Regarding VPN please provide more detail… you’ll had to reverse engineer what “internet probe” is such VPN software trying to access, and add it to the walled garden…

trace323 · August 1, 2016, 11:58pm

Yes, I did edit the export. I removed the unnecessary stuff from it.

I have done a dhcp debugging. It seems the Mikrotik dhcp does the offer but nothing back from the user. Not sure if the packet is going all the way through or not. Ofcourse i cant do wireshark on a user laptop.

Yes , I do add vlans to the bridge. I need that bridge due to my hotspot network. It’s just weird. I can remove the Mikrotik and put a different router and works fine.. No dhcp issues at all.

It’s like a hidden mist from different users.

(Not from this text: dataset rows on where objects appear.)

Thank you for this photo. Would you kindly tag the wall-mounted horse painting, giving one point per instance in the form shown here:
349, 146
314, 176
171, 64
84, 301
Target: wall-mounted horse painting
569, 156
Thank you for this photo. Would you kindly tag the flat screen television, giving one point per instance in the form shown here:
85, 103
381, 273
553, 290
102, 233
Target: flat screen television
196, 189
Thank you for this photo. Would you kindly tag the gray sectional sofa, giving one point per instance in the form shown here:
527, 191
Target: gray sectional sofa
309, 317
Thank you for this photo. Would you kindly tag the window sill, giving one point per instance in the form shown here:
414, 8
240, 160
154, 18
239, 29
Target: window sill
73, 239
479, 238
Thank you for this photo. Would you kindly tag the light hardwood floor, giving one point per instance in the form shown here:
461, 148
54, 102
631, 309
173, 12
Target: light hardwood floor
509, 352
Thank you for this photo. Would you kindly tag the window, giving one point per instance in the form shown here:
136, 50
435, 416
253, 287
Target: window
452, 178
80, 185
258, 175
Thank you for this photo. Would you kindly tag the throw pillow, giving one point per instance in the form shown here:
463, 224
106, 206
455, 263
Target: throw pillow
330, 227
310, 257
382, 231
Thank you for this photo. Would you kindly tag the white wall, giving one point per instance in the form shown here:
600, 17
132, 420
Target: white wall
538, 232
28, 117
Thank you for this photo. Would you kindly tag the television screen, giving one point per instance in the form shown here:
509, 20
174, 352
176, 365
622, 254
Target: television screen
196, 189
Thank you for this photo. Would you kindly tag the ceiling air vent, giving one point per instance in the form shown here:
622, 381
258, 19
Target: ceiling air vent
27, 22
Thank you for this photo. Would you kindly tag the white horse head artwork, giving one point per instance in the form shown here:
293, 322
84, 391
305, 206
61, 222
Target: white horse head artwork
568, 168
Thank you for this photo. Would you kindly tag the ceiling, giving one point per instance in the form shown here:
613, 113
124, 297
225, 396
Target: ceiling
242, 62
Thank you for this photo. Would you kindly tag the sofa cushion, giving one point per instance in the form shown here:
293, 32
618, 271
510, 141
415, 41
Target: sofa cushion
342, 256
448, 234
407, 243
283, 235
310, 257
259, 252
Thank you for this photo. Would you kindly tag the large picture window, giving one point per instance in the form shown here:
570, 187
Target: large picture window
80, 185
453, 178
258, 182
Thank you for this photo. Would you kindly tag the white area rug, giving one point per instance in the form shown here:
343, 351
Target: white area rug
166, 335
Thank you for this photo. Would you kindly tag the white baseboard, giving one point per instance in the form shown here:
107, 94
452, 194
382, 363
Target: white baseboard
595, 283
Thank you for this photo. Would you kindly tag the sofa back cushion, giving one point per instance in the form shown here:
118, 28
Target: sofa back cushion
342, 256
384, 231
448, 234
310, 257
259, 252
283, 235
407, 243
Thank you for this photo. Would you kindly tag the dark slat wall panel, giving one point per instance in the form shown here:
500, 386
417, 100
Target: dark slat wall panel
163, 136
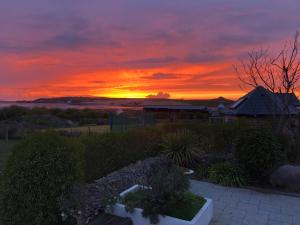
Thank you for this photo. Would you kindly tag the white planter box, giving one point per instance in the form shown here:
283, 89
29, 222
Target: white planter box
203, 217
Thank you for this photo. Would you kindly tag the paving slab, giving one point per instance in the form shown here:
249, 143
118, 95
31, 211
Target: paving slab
237, 206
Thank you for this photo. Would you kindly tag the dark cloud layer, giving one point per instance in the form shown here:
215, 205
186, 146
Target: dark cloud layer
153, 45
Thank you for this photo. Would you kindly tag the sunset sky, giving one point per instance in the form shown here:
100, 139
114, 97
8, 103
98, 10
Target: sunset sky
135, 48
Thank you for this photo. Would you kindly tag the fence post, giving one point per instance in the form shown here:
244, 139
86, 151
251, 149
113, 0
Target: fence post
6, 132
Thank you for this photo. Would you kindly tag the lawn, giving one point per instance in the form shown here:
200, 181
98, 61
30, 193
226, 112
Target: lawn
185, 210
87, 129
5, 150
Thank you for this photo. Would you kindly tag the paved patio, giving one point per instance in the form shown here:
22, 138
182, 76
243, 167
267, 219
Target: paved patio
234, 206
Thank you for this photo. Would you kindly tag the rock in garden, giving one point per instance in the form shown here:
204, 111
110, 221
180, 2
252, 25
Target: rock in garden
287, 176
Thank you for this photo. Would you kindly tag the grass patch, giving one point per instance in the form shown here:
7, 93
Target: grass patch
5, 151
185, 210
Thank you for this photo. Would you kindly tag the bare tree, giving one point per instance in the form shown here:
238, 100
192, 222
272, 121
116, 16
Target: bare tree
277, 73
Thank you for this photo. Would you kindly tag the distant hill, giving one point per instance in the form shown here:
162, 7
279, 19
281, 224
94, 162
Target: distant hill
210, 102
134, 101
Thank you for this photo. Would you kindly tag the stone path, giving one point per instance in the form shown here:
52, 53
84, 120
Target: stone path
234, 206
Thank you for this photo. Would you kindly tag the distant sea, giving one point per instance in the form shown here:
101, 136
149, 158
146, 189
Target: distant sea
68, 106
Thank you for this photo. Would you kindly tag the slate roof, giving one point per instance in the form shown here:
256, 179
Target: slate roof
261, 102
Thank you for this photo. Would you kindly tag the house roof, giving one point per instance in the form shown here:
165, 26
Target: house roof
262, 102
289, 98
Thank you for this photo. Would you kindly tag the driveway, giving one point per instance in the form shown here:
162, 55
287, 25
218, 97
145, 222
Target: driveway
235, 206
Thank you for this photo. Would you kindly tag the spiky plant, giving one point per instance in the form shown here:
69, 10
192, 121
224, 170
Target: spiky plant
181, 147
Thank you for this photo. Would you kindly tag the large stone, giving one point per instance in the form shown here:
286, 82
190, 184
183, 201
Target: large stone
116, 182
287, 176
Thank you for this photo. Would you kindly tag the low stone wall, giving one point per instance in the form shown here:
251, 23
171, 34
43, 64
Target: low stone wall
118, 181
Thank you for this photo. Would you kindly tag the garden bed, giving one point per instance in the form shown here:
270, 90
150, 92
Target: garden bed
194, 211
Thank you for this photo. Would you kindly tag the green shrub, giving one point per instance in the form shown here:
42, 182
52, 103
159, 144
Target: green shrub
258, 152
41, 169
168, 187
201, 171
181, 147
108, 152
226, 174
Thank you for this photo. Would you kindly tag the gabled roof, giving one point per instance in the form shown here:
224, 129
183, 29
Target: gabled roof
261, 102
289, 98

Electwai · August 2, 2016, 7:45am

Hello folks,
I have a min groove 2hn I want to connect to my rb2011 as an access point so I can broadcast my wireless over a wide area.

The issues now are that :

I can’t get the groove 2hn to relay the dhcp of the rb2011 as in I don’t want the groove to have dhcp but use the dhcp of the rb2011.
I can’t seem to get the groove wireless broadcasting.

trace323 · September 10, 2016, 5:50pm

Anyone???

I need some help on this.. People say they’ve had similar issues and some people say they dont…

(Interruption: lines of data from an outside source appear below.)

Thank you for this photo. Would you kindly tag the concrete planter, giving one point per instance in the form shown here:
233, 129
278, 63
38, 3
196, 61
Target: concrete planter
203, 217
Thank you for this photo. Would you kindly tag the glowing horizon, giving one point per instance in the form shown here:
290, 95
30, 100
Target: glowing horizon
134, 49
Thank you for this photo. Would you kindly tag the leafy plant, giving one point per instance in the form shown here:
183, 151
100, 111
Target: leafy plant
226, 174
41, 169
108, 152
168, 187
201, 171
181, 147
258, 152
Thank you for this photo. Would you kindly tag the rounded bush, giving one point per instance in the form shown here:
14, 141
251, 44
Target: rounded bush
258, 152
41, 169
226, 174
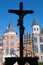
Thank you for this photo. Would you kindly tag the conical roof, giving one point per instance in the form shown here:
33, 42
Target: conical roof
41, 32
10, 28
35, 22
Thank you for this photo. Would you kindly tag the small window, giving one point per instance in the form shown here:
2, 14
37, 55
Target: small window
11, 50
37, 29
41, 48
34, 29
41, 58
12, 37
35, 39
41, 39
36, 49
0, 44
7, 50
12, 43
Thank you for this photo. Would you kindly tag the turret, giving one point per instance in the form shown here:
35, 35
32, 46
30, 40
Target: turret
35, 27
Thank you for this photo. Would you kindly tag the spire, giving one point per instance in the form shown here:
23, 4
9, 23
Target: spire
10, 28
35, 22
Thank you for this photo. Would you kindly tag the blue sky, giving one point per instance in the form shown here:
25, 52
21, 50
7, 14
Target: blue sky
6, 18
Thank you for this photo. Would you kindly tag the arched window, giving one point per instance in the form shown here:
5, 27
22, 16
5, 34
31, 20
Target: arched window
11, 50
12, 44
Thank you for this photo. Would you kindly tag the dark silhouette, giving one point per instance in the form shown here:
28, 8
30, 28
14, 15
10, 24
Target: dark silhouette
21, 60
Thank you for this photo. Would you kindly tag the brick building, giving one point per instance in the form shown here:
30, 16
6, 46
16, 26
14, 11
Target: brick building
10, 43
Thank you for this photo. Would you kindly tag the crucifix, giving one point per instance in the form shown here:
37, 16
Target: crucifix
21, 60
21, 13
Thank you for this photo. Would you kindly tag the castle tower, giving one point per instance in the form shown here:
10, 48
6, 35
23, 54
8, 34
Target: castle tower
10, 42
35, 27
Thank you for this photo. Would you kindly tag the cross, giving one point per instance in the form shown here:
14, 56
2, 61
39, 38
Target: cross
21, 13
21, 60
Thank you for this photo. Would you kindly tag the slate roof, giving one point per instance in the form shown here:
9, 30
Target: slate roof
10, 28
35, 22
41, 32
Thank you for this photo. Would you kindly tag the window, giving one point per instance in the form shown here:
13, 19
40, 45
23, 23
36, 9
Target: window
41, 58
34, 29
11, 50
12, 43
41, 39
0, 44
6, 50
12, 37
7, 44
41, 48
35, 39
36, 49
37, 29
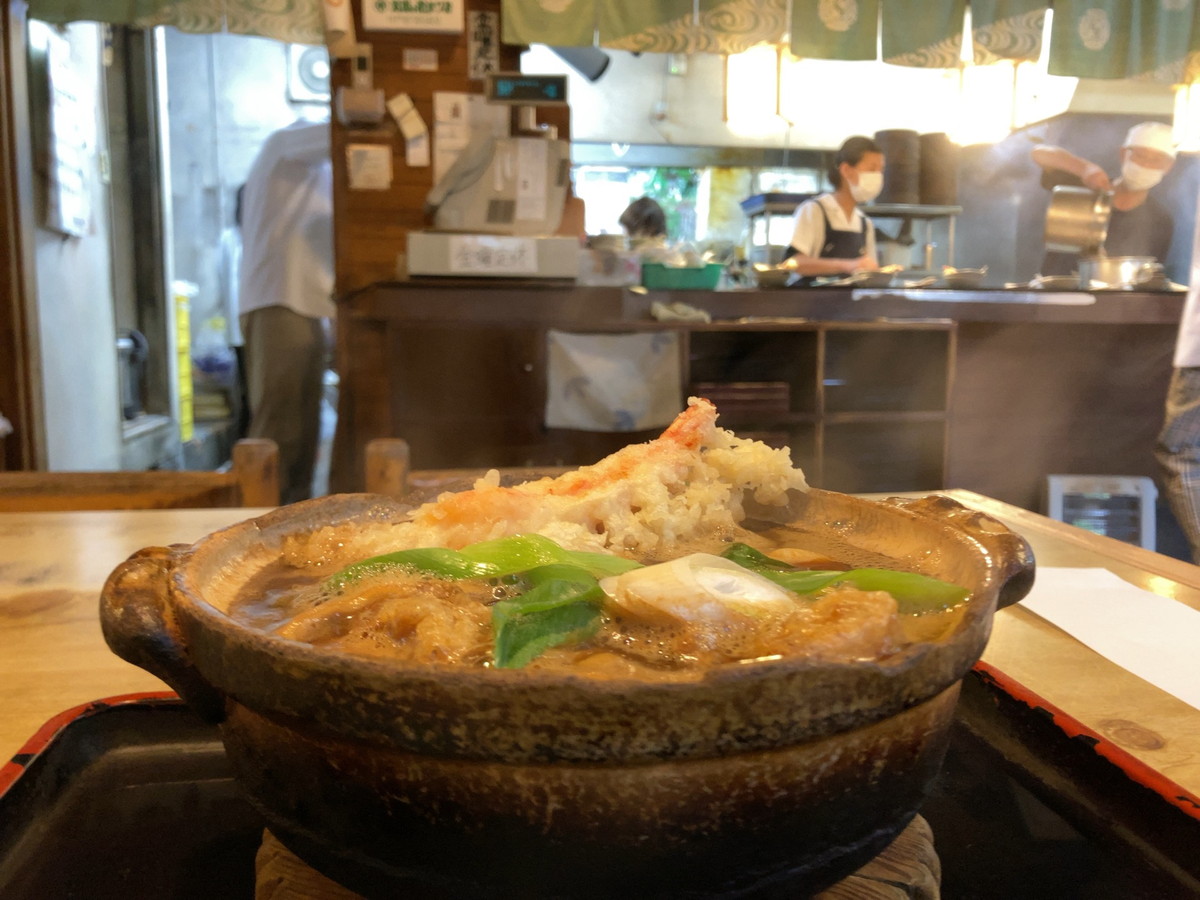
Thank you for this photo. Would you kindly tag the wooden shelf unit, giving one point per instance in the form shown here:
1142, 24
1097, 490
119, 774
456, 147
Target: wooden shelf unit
863, 406
868, 403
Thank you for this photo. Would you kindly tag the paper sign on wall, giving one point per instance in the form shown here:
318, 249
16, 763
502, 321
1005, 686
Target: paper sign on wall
493, 255
483, 43
437, 16
369, 166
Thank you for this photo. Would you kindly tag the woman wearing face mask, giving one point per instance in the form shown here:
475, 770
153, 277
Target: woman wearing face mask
829, 234
1139, 226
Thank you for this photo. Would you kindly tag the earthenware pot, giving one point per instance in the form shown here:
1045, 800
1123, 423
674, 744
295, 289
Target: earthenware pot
774, 778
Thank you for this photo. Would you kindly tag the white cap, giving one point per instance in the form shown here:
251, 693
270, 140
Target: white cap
1153, 136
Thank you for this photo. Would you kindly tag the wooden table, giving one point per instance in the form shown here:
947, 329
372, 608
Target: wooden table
53, 657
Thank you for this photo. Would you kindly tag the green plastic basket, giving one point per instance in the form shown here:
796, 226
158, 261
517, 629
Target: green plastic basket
658, 276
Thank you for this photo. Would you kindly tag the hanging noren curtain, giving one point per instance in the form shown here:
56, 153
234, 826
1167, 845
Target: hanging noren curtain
1007, 30
291, 21
1117, 39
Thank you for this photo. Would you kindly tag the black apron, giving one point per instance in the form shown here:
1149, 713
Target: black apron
838, 244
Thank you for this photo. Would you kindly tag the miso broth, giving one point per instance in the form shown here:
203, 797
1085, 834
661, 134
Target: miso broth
417, 618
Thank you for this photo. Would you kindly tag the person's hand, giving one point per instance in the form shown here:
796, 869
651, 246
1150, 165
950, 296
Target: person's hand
1096, 178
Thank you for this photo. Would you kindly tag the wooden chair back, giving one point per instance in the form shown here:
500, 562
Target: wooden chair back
252, 480
388, 472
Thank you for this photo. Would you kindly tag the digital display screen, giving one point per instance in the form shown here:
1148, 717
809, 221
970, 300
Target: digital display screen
533, 90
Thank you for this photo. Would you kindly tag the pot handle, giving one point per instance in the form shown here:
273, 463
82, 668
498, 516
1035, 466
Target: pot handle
1012, 555
139, 627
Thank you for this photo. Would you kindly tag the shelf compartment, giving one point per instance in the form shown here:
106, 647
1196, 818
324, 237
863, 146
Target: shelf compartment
893, 370
871, 457
763, 371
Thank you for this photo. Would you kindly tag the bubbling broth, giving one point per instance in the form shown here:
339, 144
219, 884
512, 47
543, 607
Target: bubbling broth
671, 631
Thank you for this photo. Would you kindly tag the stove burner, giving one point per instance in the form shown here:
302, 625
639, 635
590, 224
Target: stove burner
907, 868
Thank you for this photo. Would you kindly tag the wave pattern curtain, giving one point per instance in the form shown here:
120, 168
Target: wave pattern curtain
1117, 39
292, 21
1007, 30
1157, 40
647, 25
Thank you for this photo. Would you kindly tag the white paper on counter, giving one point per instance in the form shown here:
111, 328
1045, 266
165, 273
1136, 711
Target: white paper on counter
1153, 637
612, 382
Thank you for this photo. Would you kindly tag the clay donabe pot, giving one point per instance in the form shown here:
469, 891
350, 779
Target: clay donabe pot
474, 783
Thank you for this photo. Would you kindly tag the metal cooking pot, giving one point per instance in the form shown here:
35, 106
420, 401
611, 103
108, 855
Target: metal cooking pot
1119, 271
1077, 220
479, 783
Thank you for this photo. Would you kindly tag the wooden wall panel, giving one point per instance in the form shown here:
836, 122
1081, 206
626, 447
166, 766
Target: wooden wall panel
371, 226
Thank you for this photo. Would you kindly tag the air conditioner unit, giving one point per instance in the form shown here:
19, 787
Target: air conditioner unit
1120, 507
307, 73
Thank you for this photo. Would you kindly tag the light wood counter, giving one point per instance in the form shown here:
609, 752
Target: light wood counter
459, 369
52, 568
53, 657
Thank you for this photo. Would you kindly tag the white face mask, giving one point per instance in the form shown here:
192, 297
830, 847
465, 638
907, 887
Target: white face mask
1139, 178
868, 187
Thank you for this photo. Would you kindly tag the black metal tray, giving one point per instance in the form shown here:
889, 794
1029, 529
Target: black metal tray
133, 798
130, 799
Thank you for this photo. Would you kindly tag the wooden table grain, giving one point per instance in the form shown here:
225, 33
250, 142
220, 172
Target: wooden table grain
53, 655
52, 569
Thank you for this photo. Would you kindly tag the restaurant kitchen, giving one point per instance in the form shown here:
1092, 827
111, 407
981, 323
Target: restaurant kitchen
894, 389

pukkita · September 11, 2016, 11:50am

I am puzzled by your problem, have routers (my own home router for example) doing software VLANs for years, zero problems.

If you’re using latest ROS, latest firmware, and have netinstalled the router, and still experience the problem, generate a supout in that same moment and send it to support with a precise description of the problem, or a link to this post.

If you truly experience this on ALL your routers, then I think the common denominator should be on the configs… your problems could be related to MTU.

trace323 · September 11, 2016, 8:55pm

Pukkita:

Yes, I am having major issues with this. I thought it was my config at first, but I manually setup this ups. I’ve been done a simple config, no vlans or anything and same shit. I can take away the Mikrotik and put a diff router and bam works fine. I don’t use netinstall.

Why do you think it would be the MTU?

trace323 · October 5, 2018, 5:22pm

Hello

Anyone else experience is this as well?

ashpri · October 26, 2018, 3:30am

I am, with Hap AC Lite on ROS 6.43.4. The router is connected to an office switch and a public area switch (both Unifi US-24-250W devices). The 5 APs are all Unifi. 1 Native mgmt vlan and 7 tagged vlans.

I have tried:

Making sure admin mac is enabled
Switching bridge between none, STP and RSTP
Switching off bridge fast forward, fast path and unchecked use IP Firewall
Increasing dhcp lease time to 6 hours

We are re-crimping the cables to see if it will solve the issue.

Update : The issue is not mikrotik. There is an unexpected rogue dhcp server in the form of a hdmi over ip transmitter in one of the vlans. What I don’t understand is why it prevents clients in other vlans getting dhcp requests from the mikrotik.